We jumped in the car, drove off the military base and down the road a couple of miles.  I explained that “when dad was a youngster” we used to run door to door filling up pillowcases full of candy.  I concluded my unsolicited history lesson and parked the car. We started to pound the pavement, albeit slow at first.  It took the kids an hour to really find their groove.

How rich was the neighborhood you ask?  Depends on your definition of “rich”.  Very small homes were selling for 1.3 million.  Every yard was perfectly manicured.  Most driveways were adorned with luxury vehicles and many families were driving door to door in golf carts.  One family was even driving through the streets giving out candy.  We ended up with 20 “full sized” treats between 3 kids.  (Score!)

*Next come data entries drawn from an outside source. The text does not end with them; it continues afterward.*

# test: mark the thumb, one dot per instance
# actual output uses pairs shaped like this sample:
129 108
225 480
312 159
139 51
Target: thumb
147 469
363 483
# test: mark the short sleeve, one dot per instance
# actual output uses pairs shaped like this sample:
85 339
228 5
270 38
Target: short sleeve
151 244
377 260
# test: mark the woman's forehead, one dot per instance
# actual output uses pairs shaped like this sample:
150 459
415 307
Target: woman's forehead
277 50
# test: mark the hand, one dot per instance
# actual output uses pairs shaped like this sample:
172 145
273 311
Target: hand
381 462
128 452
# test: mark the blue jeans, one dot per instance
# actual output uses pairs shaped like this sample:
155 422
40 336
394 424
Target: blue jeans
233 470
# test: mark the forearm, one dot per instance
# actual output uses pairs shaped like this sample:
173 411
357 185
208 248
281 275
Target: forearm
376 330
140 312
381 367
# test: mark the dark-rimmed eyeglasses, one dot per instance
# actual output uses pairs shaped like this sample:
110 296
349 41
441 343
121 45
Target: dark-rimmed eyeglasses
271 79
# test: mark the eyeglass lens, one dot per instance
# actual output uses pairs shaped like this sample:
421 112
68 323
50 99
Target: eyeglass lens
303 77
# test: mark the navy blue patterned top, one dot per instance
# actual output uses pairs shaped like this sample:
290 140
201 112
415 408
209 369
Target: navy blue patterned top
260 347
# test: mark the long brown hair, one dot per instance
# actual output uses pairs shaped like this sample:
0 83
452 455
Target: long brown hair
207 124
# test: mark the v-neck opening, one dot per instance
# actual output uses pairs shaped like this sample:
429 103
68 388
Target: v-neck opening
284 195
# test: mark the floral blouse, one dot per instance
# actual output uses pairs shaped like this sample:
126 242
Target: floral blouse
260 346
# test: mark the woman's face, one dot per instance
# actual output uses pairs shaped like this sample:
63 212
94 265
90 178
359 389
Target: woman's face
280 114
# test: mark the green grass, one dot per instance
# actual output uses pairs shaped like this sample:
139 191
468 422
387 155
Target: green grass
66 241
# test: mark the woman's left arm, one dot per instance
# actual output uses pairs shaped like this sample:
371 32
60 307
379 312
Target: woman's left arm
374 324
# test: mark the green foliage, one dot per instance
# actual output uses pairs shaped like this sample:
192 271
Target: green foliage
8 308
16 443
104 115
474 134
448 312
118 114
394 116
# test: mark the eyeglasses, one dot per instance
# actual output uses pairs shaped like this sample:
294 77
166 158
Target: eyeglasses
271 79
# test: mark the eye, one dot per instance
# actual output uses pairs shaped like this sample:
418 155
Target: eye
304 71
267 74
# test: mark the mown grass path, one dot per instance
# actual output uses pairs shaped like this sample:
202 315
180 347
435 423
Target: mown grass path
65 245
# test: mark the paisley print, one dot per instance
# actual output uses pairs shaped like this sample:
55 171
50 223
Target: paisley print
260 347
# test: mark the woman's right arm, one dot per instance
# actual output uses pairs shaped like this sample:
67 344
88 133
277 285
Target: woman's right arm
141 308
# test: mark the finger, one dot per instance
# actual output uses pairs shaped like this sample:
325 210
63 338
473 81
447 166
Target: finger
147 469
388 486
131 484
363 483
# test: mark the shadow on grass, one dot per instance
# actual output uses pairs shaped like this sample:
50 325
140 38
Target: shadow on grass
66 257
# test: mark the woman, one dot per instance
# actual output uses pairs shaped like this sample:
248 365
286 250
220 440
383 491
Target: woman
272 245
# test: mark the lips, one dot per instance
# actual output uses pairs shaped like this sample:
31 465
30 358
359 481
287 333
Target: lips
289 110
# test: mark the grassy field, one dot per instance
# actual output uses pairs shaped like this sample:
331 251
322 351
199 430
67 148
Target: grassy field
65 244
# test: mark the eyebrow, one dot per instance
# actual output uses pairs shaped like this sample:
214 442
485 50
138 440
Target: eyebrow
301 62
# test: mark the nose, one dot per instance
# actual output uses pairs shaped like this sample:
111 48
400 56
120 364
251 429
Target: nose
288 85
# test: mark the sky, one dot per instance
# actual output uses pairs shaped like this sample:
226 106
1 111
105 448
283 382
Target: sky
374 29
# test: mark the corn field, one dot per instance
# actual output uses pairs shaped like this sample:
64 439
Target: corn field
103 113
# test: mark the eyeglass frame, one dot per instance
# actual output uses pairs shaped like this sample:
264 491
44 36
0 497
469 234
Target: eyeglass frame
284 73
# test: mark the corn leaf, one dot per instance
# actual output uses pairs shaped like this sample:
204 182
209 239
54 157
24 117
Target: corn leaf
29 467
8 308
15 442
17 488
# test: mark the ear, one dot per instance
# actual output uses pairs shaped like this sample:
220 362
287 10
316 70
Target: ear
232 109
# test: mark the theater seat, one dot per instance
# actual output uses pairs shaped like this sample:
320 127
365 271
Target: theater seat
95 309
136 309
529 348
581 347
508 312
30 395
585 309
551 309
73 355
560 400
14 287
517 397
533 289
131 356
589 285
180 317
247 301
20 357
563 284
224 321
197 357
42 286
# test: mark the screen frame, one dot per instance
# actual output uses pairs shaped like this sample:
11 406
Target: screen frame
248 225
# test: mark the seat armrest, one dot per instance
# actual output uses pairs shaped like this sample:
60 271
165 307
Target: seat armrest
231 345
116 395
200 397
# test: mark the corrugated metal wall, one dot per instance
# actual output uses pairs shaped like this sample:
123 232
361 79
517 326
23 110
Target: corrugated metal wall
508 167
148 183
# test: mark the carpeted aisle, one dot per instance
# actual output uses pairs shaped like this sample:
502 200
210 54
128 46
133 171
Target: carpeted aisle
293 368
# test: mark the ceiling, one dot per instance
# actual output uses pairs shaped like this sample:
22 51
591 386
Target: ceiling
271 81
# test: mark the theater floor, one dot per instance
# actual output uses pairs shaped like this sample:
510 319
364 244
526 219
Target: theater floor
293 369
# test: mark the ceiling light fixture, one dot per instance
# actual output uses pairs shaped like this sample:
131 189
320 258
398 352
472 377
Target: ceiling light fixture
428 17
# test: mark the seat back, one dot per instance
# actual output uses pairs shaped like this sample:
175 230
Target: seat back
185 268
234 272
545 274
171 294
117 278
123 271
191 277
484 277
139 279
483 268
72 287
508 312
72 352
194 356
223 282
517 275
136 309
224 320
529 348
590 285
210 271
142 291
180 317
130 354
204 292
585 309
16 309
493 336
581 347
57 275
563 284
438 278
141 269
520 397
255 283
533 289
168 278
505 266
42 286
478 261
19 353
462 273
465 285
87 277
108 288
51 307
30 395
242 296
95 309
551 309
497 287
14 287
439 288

There are undoubtedly snobs in this world who happen to be rich and therefore give the wealthy a bad name.  But, my experience last night was remarkable.  There was not a single home in which we were not greeted with exceptional warmth and kindness.  Almost every homeowner interacted with the kids commenting and inquiring about their costumes.  I asked some of the homeowners about a piece of art that I saw hanging up on the wall and they invited me in without hesitation.  There were home builders, artisans, orthodontists, and retirees.  Roughly 50% of the homes held out a bowl of candy and told the kids to “take what you want” and/or “take some more.”  It is evident that the financially independent have become so for a reason.  Most have worked very hard to get where they are, they have learned gratitude and are quick to give back and share, whether it be advice, friendship, material goods or services.

I found plenty of opportunities to teach the kids.  From safety, to hard work, to manners.  My boy is still a bit too young to use a filter and is often brutally honest (as a child should be).  At one home he told an older gentleman that he didn’t like trail mix.  The man’s feelings were hurt, based on the words he murmured under his breath.  I noted the address and will have my son mail him a handwritten apology letter.  My parents and grandparents never tolerated a lack of manners and that has trickled down to their posterity.

THE CHALLENGE:  First, if you think the wealthy segment of the population is a bunch of detestable shmucks, STOP!  This couldn’t be further from the truth.  Isolated incidents do not represent the masses.

Second, teach the rising generation.  They need to learn social skills.  They need to learn principles of safety.  They need to have fun, create good memories and spend time with mom and dad.  They need to learn how to work hard.  Halloween is a perfect opportunity for all of these.  Last night was not at all about the candy, it was about the children.  It was about the education.

Photo by Philip Hay



Fix Your Cheese

This headline is alarming in so many ways.  Prosperity can turn us into real meatheads!  (excuse the pun)


So here’s the deal, Google’s cheese is on the bottom of the cheeseburger.  (C’mon Google…even Microsoft got this right, duh!)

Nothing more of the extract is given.